Berbagai langkah masifikasi di atas tidak akan akselerasi jika langkah fundamental tidak dilakukan. Langkah strategis yang harus dilakukan agar jebakan pasar bebas tidak terus berlanjut adalah merombak materi pembelajaran khususnya pada mata pelajaran ekonomi mulai level pendidikan dasar hingga perguruan tinggi.

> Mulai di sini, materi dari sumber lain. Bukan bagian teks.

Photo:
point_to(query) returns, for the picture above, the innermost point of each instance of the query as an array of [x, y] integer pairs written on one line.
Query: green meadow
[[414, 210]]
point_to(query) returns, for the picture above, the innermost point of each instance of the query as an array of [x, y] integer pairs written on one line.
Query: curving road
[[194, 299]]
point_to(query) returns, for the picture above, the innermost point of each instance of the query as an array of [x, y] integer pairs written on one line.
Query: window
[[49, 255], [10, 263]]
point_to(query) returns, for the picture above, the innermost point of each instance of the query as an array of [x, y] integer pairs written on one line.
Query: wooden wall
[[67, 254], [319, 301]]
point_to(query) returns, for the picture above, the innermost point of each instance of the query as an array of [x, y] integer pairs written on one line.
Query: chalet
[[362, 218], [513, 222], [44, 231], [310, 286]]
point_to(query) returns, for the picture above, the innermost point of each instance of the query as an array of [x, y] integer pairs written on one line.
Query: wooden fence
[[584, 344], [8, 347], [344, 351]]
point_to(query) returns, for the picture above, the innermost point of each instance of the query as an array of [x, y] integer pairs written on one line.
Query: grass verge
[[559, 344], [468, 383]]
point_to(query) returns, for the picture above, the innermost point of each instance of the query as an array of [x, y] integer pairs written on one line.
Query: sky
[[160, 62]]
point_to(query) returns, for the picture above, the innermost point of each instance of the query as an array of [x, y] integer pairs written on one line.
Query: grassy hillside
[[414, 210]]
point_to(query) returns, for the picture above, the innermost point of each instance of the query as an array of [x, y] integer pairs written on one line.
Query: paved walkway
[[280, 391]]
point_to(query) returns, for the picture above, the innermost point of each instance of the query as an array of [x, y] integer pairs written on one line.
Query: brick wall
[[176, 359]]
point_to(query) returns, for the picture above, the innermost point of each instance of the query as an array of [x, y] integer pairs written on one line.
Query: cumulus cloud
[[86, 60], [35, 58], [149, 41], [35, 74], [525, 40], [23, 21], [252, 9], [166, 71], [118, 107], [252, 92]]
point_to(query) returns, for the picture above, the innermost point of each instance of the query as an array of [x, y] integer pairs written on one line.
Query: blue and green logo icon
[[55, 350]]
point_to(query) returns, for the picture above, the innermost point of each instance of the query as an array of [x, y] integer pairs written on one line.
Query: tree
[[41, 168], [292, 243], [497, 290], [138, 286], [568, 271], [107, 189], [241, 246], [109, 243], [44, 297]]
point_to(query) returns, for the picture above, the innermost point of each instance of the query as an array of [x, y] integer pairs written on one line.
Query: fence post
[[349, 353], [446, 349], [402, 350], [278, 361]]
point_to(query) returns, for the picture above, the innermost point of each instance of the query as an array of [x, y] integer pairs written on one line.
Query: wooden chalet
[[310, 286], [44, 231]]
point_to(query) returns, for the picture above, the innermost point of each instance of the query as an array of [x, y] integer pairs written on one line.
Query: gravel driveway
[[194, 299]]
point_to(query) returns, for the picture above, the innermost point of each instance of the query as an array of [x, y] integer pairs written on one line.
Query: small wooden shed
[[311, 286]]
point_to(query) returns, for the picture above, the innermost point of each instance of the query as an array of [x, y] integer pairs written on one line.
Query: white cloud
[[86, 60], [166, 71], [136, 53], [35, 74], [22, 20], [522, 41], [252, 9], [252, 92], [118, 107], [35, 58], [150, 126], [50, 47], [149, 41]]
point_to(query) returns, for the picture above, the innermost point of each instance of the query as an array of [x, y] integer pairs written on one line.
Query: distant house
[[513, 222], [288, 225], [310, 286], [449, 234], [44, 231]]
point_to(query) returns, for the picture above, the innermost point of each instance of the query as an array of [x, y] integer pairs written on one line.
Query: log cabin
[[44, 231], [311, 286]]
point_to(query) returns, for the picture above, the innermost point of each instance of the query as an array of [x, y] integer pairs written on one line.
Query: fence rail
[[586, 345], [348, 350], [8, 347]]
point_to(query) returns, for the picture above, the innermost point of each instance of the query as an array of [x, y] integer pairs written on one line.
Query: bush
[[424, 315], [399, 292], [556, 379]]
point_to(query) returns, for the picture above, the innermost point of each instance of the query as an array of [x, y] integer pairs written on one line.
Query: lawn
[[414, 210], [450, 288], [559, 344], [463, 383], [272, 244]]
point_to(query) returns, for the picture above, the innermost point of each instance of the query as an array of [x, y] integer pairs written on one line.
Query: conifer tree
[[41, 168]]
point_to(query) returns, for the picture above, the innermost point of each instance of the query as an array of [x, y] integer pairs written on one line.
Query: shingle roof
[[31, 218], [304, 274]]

Pembelajaran ekonomi tidak harus anti barat, namun pengajaran ekonomi yang memahamkan substansi dan Falasifah berekonomi yang benar, yang nasionalis, dan yang beretika. Titik kritisnya adalah pada para pengajarnya, ada sebagian guru maupun dosen yang masih unlearning terkadap falsafah ekonomi. Bahkan tidak sedikit dosen yang dengan bangganya berideologi pasar bebas bahkan dalam pembelajarannya lebih mencontohan korporasi asing dari pada korporasi lokal yang sukses.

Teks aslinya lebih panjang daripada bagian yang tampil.